You can have fractional data transfer rate, however, for which the units are bits per second, or bytes per second. You'd be hard pressed to find anything that slow, but conceptually it's possible. Practically you might list a connection as 0.001 Bytes per second. But conceivably you could call that speed 1 miliByte per second. Or if it were 0.00098 Bytes per second.

That would be sending one byte every 17 minutes.
 
True, but from my physics education, I'd argue that's a different unit altogether, for which fractional values would make sense given that another dimension (of time) is involved. For simple capacity values in units of bits and bytes, fractions don't make sense. That's my view, at least.

To be honest, I've never thought of bandwidth represented as a fraction of a bit/byte before - that's pretty darn slow. However, I think the methods outlined in this brilliant RFC by Vint Cerf would actually be a good example!

It contains such gems as:
  • Firefly cryptography - an inefficient method of encrypting messages to yield a very low transmission rate
  • Ultra-slow and ultra-robust communication using M1A1 tanks, each with a 0 or 1 painted on them, driving past cameras
  • Airline baggage routing - in which packets leaving a router are mislabelled, with random changes to their destination field as they propagate through the network including special checks to ensure they are not routed to their actual intended destination
 
Hm, since 10 raised to the 27th power is a bronte (thunder), i guess 1024 brontai could be associated with a thyella (storm).
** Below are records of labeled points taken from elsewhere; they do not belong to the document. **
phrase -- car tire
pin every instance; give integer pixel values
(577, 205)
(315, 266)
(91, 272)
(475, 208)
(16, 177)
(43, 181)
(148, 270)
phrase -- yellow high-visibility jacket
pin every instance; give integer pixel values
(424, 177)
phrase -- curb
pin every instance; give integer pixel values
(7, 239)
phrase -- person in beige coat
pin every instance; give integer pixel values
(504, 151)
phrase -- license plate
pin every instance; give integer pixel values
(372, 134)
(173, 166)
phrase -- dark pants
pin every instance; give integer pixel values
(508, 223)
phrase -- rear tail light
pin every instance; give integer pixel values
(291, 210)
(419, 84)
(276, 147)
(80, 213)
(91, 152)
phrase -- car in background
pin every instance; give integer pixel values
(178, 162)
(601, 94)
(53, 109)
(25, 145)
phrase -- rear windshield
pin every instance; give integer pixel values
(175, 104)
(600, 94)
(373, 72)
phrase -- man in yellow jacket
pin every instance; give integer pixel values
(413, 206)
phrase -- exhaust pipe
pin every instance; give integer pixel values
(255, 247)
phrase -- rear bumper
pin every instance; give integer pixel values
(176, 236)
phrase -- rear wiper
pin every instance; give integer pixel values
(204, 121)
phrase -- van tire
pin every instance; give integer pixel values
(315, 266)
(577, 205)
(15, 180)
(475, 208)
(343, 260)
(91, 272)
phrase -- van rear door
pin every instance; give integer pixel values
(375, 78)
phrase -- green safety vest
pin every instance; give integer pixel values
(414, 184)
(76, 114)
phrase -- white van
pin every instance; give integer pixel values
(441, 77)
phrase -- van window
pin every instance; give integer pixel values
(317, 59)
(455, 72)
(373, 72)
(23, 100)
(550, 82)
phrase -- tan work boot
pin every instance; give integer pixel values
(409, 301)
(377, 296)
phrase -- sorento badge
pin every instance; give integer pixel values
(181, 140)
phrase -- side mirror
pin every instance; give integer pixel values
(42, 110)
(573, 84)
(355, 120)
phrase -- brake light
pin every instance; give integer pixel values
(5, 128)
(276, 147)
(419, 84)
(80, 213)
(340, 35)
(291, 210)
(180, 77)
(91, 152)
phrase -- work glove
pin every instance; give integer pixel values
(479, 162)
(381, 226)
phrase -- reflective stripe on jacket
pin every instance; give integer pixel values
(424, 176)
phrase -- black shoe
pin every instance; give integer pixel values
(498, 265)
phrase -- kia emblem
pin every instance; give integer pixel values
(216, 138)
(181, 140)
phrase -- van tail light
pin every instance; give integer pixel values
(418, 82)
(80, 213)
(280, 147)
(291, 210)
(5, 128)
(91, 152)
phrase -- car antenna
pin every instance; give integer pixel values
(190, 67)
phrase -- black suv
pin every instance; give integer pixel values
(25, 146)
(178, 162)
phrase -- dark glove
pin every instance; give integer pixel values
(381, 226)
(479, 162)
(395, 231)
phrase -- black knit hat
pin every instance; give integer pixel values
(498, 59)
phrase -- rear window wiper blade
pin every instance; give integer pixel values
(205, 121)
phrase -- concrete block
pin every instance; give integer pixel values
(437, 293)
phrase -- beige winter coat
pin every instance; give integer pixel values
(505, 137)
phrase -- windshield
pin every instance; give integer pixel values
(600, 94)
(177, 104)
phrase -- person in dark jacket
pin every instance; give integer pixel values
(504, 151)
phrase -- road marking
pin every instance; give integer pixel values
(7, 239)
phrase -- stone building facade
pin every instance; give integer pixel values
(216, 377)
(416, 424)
So a thyellobyte :D

Another road is to utilize the "Bronto" part as something relevant to the Brontosaur, and thus have the next category be a Tyrannobyte, from tyranno=torture (although the term Tyrannos-Tyrant originally did not have such negative connotation). But i prefer the thyellobyte :)
 
Good grief, I've spent 4 years in University since my last post in this thread and am about to graduate - how time flies. Loving the fact this 7 year old thread has been bumped yet again, and what a good day to pick to resurrect a thread - Easter Sunday of all days, that celebrates Jesus' resurrection!

Anyway, like you said, yotta is the largest SI unit prefix, denoting 10^24. Yocto would be the inverse, but I have to, as a computer scientist, make two pernickety comments regarding your explanation.
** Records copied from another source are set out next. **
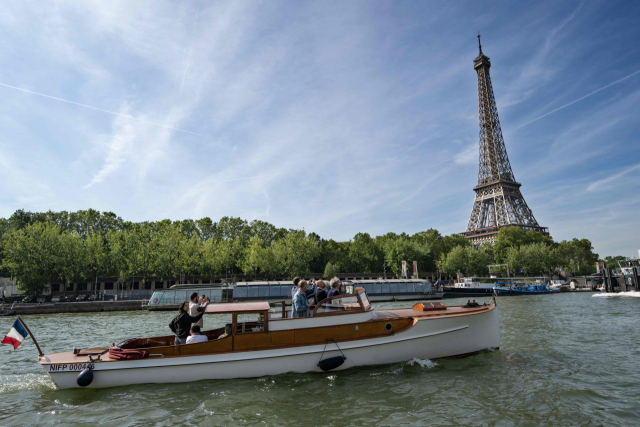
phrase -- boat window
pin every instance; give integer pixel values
(240, 292)
(346, 303)
(156, 298)
(365, 300)
(249, 323)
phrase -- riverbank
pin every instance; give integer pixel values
(76, 307)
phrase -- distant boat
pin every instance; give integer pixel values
(509, 288)
(470, 287)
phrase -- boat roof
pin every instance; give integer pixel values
(238, 307)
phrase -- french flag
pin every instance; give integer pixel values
(16, 335)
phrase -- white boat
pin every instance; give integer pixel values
(343, 332)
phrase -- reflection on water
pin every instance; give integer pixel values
(565, 359)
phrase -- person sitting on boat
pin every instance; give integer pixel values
(193, 308)
(320, 293)
(181, 324)
(196, 336)
(335, 287)
(300, 305)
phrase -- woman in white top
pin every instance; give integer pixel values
(195, 336)
(193, 308)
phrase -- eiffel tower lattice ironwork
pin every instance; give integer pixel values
(498, 202)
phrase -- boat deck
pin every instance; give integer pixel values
(378, 326)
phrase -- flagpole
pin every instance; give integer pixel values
(32, 337)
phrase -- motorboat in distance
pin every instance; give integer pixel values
(262, 339)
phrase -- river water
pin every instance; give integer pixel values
(565, 359)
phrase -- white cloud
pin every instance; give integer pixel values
(613, 180)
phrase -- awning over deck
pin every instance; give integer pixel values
(237, 307)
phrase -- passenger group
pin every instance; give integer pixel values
(187, 325)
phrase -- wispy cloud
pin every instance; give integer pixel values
(97, 109)
(328, 121)
(579, 99)
(602, 184)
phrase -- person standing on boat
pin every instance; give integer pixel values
(300, 305)
(335, 287)
(181, 324)
(320, 292)
(193, 308)
(294, 290)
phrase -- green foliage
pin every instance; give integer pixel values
(330, 271)
(577, 256)
(515, 237)
(32, 254)
(453, 241)
(466, 261)
(43, 248)
(534, 259)
(364, 255)
(406, 249)
(612, 261)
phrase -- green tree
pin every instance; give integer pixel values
(330, 271)
(405, 249)
(71, 258)
(31, 254)
(96, 257)
(453, 241)
(364, 255)
(466, 261)
(295, 252)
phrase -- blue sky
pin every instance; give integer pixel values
(335, 117)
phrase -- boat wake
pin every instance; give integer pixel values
(31, 382)
(630, 294)
(425, 363)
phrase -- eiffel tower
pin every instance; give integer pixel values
(498, 202)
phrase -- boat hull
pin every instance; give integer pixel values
(427, 339)
(511, 292)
First off, 1 kilobyte = 1024 bytes, not 1000 bytes, due simply to the base-2 representation of data in low-level storage. 1024 = 2^10, so each successive prefix to byte-related magnitudes is 2 to the power of a multiple of 10:
- 2^10 = 1024 bytes = 1kB
- 2^20 = 1048576 bytes = 1024kB = 1MB
- 2^30 = 1024MB = 1GB
...and so on. Unfortunately manufacturers of storage mediums use the base-10 prefix to state the capacity of the devices they create, which leads to you getting less than you thought you paid for. It's correct enough I guess, but rather annoying.

Also, a byte is quantised into bits, and there is no quantity smaller than a bit, so having a decimal fraction of a byte doesn't really make sense. It does, however, make sense for units such as mass, for which the mass of sub-atomic particles is exceedingly small (to the degree that yocto is actually not of a high enough magnitude to be useful!).

Seems you're new here, so word of advice - note the ages of threads you dig up; it's bad forum etiquette to bump old threads ;). But hey, welcome to CFC :) :band:

Nah, techically, kilobyte, megabyte, etc. are all base 10.

Base 2 are are kibibyte, mebibyte, etc.

Manufacturers of storage mediums are doing it right, operating systems are doing it wrong.